A bootstrap sample corresponds to a resampling with replacement, of the original dataset, a sample that is the same size as the original dataset.

“a sample that is the same size as the original dataset”
I don’t get what the “sample” means here.

But even if it refers to the “bootstrap sample”, then I think the sample is a subset of the dataset as shown in the video. Hence it can not be the “same size as the original dataset”.

Please help me with this.

ArturoAmorQ · 1 April 2022 09:02

Maybe the problem with our current definition is the word “size”. Maybe a better wording would be something similar to

Bootstrapping corresponds to a resampling with replacement of the original dataset. A bootstrap sample is then a sample that has the same values of the input features and target as a given sample in the original dataset.
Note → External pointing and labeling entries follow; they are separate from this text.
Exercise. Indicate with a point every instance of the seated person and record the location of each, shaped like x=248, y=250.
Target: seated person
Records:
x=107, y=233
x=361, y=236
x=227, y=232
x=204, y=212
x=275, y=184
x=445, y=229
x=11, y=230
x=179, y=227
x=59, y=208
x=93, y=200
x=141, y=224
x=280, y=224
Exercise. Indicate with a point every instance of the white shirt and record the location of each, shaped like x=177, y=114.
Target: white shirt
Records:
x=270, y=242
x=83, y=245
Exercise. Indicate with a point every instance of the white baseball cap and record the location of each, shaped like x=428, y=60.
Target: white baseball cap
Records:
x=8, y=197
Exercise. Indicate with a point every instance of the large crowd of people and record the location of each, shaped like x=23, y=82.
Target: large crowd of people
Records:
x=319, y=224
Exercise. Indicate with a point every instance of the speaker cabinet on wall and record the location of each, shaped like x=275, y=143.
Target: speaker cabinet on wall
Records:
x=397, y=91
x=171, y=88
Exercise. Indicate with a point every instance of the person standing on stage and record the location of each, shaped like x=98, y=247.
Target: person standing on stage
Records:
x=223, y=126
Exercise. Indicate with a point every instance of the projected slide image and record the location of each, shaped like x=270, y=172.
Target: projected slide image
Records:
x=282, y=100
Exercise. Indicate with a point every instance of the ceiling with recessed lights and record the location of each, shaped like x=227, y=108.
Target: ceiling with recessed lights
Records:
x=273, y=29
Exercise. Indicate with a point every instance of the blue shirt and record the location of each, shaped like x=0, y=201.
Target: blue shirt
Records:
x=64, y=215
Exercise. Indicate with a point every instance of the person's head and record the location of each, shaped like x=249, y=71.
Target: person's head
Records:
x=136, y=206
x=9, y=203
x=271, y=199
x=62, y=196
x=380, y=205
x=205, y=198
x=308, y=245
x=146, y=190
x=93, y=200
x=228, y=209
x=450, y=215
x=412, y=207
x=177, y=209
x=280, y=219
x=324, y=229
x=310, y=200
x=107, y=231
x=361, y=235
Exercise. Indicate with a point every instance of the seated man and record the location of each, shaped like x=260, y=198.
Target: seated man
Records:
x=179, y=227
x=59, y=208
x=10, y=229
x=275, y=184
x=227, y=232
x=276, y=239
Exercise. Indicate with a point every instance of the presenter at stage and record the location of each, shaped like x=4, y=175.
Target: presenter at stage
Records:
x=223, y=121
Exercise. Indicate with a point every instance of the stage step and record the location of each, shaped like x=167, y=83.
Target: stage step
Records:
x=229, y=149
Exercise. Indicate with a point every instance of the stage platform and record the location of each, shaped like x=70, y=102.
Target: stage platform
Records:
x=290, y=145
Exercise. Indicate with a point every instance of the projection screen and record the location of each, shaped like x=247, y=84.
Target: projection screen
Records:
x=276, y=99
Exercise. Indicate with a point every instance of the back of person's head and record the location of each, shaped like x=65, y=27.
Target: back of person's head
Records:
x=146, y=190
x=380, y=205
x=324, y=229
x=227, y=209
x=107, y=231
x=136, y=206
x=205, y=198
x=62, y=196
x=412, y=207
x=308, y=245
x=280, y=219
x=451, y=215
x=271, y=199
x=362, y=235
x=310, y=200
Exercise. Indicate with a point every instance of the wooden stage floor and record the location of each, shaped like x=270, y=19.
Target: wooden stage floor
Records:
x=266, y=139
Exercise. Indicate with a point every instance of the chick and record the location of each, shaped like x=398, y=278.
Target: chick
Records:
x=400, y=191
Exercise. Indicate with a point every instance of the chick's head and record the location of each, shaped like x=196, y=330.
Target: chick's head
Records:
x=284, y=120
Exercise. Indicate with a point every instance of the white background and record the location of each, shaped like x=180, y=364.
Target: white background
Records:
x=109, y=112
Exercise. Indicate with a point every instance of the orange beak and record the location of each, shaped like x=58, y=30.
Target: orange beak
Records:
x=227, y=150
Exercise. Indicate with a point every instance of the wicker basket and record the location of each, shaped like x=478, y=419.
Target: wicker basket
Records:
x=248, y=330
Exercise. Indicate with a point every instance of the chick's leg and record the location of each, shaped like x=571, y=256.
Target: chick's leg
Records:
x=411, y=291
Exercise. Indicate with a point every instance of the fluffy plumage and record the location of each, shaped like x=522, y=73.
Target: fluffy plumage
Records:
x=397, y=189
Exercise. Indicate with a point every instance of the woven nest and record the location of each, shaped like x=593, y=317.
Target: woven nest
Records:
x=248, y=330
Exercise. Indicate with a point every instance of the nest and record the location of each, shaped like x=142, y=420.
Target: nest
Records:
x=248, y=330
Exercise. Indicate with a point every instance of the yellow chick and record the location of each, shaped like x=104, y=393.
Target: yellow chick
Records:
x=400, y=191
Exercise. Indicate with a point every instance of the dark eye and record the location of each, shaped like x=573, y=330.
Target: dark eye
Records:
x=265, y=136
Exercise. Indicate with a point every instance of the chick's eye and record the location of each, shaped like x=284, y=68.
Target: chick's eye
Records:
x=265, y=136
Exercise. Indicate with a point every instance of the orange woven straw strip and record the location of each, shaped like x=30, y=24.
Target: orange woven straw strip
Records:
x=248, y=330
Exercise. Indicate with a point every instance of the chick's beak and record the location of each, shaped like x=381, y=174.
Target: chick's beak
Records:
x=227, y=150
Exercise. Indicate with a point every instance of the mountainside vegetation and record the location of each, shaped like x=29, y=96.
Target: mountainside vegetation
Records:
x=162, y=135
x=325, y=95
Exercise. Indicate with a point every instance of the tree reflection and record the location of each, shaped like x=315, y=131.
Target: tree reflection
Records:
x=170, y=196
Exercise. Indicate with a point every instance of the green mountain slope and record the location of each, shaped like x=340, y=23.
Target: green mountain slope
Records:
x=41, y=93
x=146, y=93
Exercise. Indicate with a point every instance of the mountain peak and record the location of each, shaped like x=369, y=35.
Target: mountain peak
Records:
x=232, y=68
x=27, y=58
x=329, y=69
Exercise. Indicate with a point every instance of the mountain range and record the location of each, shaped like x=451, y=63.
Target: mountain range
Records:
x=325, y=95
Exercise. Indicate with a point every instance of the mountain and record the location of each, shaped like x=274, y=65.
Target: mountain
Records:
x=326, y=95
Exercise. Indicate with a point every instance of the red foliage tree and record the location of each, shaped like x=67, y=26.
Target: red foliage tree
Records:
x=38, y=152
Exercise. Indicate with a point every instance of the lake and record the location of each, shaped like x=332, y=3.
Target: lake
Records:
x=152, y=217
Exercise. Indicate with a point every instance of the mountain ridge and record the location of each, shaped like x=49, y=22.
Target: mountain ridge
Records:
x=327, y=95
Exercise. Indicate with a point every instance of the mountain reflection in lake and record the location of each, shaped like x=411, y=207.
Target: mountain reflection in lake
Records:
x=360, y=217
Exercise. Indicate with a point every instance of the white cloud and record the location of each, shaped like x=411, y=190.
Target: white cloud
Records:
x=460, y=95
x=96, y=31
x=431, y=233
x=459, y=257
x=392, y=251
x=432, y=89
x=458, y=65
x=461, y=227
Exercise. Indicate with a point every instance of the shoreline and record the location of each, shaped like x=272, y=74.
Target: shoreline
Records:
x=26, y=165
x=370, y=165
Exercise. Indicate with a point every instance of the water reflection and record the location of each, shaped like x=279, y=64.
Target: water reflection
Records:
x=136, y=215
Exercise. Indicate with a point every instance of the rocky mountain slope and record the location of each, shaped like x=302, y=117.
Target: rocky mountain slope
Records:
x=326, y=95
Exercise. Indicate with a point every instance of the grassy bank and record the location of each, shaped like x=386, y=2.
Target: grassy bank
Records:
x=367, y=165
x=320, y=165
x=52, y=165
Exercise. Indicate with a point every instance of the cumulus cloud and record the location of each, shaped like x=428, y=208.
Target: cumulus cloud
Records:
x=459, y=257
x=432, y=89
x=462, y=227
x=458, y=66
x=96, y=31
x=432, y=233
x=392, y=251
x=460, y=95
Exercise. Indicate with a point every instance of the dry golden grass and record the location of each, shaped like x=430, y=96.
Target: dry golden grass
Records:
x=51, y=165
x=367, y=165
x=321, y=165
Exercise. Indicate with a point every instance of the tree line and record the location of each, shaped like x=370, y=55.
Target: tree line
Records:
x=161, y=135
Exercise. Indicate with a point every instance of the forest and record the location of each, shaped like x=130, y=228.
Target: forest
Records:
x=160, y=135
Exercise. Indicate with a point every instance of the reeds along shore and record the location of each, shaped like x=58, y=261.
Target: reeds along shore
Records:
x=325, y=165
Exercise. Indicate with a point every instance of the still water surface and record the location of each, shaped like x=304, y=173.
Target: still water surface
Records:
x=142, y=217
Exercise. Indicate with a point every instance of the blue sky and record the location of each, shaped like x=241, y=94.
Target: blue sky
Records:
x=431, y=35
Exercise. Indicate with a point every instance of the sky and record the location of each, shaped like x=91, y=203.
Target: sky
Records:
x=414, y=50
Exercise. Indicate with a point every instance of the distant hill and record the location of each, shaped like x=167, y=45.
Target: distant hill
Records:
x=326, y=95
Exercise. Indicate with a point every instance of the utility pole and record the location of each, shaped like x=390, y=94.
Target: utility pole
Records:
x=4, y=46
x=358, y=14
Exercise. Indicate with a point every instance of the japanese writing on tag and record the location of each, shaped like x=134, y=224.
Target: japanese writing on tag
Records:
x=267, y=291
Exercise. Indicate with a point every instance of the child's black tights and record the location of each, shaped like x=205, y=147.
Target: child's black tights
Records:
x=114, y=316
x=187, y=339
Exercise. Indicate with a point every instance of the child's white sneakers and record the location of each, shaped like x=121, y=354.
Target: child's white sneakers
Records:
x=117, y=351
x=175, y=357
Thus, the bootstrap resampling will contain some data points several times while some of the original data points will not be present.

We will improve our wording, thanks for the feedback!
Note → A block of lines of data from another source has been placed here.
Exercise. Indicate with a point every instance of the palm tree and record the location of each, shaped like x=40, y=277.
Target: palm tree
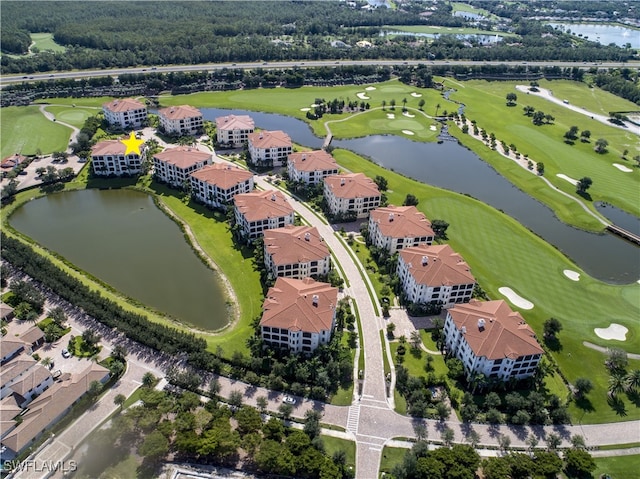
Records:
x=632, y=381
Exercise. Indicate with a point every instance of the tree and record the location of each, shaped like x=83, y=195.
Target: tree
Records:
x=119, y=400
x=601, y=146
x=381, y=181
x=578, y=463
x=583, y=386
x=551, y=327
x=410, y=200
x=583, y=185
x=439, y=227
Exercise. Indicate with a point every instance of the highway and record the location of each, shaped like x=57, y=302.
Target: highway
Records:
x=9, y=79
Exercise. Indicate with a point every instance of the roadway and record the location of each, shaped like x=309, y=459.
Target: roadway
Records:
x=76, y=74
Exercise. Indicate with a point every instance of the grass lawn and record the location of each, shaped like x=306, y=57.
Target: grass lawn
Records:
x=618, y=467
x=333, y=444
x=72, y=116
x=390, y=457
x=25, y=130
x=501, y=252
x=445, y=30
x=485, y=103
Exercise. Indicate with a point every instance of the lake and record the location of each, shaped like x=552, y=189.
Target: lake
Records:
x=122, y=238
x=603, y=34
x=454, y=167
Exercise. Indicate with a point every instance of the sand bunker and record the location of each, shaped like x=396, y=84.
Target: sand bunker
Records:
x=572, y=275
x=568, y=178
x=614, y=331
x=515, y=298
x=622, y=168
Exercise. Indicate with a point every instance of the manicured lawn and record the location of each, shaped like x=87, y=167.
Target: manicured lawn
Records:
x=72, y=116
x=333, y=444
x=501, y=252
x=45, y=42
x=618, y=467
x=485, y=103
x=25, y=130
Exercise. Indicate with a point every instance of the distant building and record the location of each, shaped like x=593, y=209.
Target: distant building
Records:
x=234, y=130
x=259, y=211
x=174, y=165
x=311, y=167
x=491, y=339
x=181, y=120
x=296, y=252
x=125, y=113
x=108, y=158
x=351, y=193
x=435, y=274
x=217, y=184
x=269, y=148
x=397, y=227
x=298, y=314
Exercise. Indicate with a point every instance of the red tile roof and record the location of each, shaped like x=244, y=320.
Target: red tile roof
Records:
x=235, y=122
x=317, y=160
x=290, y=305
x=222, y=175
x=504, y=333
x=262, y=205
x=401, y=222
x=295, y=244
x=443, y=266
x=183, y=156
x=269, y=139
x=179, y=112
x=351, y=186
x=124, y=104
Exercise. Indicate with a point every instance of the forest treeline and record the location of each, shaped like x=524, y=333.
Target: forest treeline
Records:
x=118, y=34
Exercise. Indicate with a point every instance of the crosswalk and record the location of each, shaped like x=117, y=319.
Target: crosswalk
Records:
x=353, y=418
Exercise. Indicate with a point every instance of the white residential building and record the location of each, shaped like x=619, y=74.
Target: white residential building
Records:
x=491, y=339
x=311, y=167
x=351, y=193
x=125, y=113
x=174, y=165
x=296, y=252
x=397, y=227
x=435, y=274
x=259, y=211
x=298, y=314
x=217, y=184
x=269, y=148
x=108, y=158
x=234, y=130
x=181, y=120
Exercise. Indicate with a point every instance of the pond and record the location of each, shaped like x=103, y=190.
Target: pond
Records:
x=454, y=167
x=603, y=34
x=122, y=238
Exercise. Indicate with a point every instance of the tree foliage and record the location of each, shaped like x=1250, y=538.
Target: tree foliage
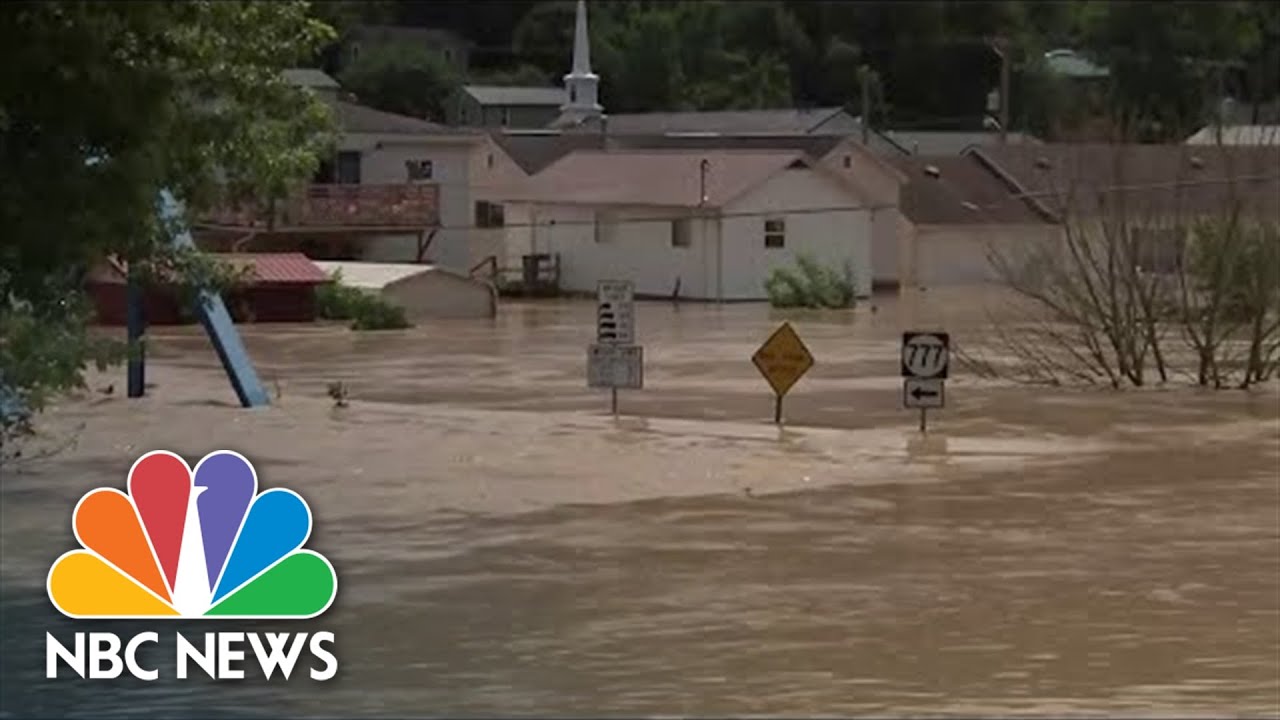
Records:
x=103, y=105
x=1166, y=57
x=405, y=78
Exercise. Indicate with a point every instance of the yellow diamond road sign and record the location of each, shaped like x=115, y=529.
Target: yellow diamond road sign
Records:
x=782, y=359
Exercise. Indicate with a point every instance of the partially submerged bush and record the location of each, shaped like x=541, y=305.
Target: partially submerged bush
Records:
x=810, y=286
x=368, y=311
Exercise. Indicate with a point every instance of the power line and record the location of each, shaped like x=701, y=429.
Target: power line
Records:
x=693, y=213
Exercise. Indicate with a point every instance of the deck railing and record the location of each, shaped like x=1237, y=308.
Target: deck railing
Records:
x=408, y=205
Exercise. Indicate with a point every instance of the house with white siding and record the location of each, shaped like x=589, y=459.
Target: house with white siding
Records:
x=396, y=190
x=699, y=224
x=513, y=156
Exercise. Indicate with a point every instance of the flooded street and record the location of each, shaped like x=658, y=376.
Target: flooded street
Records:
x=504, y=546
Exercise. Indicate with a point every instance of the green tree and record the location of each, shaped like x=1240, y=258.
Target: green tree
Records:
x=1169, y=59
x=103, y=105
x=402, y=77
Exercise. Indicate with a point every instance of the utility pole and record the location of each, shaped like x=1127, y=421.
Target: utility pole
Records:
x=864, y=76
x=1000, y=46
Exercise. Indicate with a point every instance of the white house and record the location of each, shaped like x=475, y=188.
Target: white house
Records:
x=423, y=291
x=707, y=224
x=388, y=150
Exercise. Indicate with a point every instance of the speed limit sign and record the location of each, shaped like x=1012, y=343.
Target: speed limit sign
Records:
x=926, y=355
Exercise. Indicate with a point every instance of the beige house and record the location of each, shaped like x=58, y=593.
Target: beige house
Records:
x=955, y=217
x=704, y=224
x=510, y=159
x=423, y=291
x=1018, y=203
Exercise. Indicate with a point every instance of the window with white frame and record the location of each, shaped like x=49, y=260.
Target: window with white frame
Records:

ogrisel · 5 April 2022 15:44

Since it is a re-sampling with replacement, there can be copies and the bootstrap sample has the same size (number of data points) has the original dataset with duplicated.
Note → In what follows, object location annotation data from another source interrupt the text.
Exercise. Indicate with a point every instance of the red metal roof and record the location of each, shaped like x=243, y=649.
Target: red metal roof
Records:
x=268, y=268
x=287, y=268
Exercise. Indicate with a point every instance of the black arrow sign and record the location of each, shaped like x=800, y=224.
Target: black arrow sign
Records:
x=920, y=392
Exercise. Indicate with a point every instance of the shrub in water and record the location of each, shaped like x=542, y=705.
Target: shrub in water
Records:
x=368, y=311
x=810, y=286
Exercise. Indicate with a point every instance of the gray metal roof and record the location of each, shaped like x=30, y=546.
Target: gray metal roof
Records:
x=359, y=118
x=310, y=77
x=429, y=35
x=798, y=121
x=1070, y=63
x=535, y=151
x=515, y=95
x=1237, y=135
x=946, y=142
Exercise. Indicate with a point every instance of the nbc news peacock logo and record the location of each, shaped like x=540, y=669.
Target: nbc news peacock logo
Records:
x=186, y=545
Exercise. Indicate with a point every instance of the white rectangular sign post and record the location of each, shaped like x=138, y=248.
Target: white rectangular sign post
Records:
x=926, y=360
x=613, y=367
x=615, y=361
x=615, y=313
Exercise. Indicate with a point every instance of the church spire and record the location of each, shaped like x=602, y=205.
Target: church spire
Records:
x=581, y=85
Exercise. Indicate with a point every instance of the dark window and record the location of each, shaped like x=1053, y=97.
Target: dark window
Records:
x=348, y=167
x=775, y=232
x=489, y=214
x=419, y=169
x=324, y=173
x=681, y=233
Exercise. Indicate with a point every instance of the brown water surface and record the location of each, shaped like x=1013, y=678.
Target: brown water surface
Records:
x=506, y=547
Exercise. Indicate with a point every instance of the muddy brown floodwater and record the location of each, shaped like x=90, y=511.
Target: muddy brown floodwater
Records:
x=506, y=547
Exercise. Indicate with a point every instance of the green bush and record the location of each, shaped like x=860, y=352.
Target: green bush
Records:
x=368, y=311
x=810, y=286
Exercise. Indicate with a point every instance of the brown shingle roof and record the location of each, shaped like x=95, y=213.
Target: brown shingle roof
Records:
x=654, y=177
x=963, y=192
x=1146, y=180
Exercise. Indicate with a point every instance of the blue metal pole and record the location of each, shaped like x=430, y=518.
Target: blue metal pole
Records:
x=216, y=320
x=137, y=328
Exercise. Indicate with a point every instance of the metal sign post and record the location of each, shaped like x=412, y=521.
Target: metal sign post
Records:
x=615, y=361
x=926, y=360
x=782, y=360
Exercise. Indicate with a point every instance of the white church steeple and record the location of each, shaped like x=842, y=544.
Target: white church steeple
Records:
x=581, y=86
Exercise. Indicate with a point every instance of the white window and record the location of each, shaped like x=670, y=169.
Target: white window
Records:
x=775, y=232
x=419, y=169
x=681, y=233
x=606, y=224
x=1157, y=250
Here is a simple example of bootstrap resampling of a dataset with 3 elements with numpy:

>>> import numpy as np
>>> original_data = np.asarray(["a", "b", "c"])
>>> original_data
array(['a', 'b', 'c'], dtype='<U1')
>>> np.random.choice(["a", "b", "c"], size=3, replace=True)
array(['c', 'b', 'b'], dtype='<U1')
>>> np.random.choice(["a", "b", "c"], size=3, replace=True)
array(['a', 'c', 'c'], dtype='<U1')
>>> np.random.choice(["a", "b", "c"], size=3, replace=True)
array(['b', 'a', 'a'], dtype='<U1')
>>> np.random.choice(["a", "b", "c"], size=3, replace=True)
array(['b', 'b', 'c'], dtype='<U1')
>>> np.random.choice(["a", "b", "c"], size=3, replace=True)
array(['a', 'a', 'c'], dtype='<U1')

Each time the resulting array has size 3.

hafeezcse · 7 April 2022 04:23

Hi,
I am convinced by the example here and also by the definition. However, the confusion was created by the slide of the video lecture, as the size (number of data points) of samples is less than that of the dataset as shown below.

ogrisel · 7 April 2022 08:28

Actually the slides are fine, it’s just that it’s not possible to visualize that some samples are duplicated (and therefore hide one-another). I should have made that clearer in the audio.

hafeezcse · 7 April 2022 09:50

Fine. and good to know who is delivering the video lectures.

glemaitre58 · 8 April 2022 09:42

I think that the subsequent notebook that uses different transparency to show the replicated sample will lift the doubt.

ogrisel · 8 April 2022 09:55

I tagged this conversation as suggestion + mooc-v3 as potential improvement of the video to avoid the confusion for a future version of the mooc.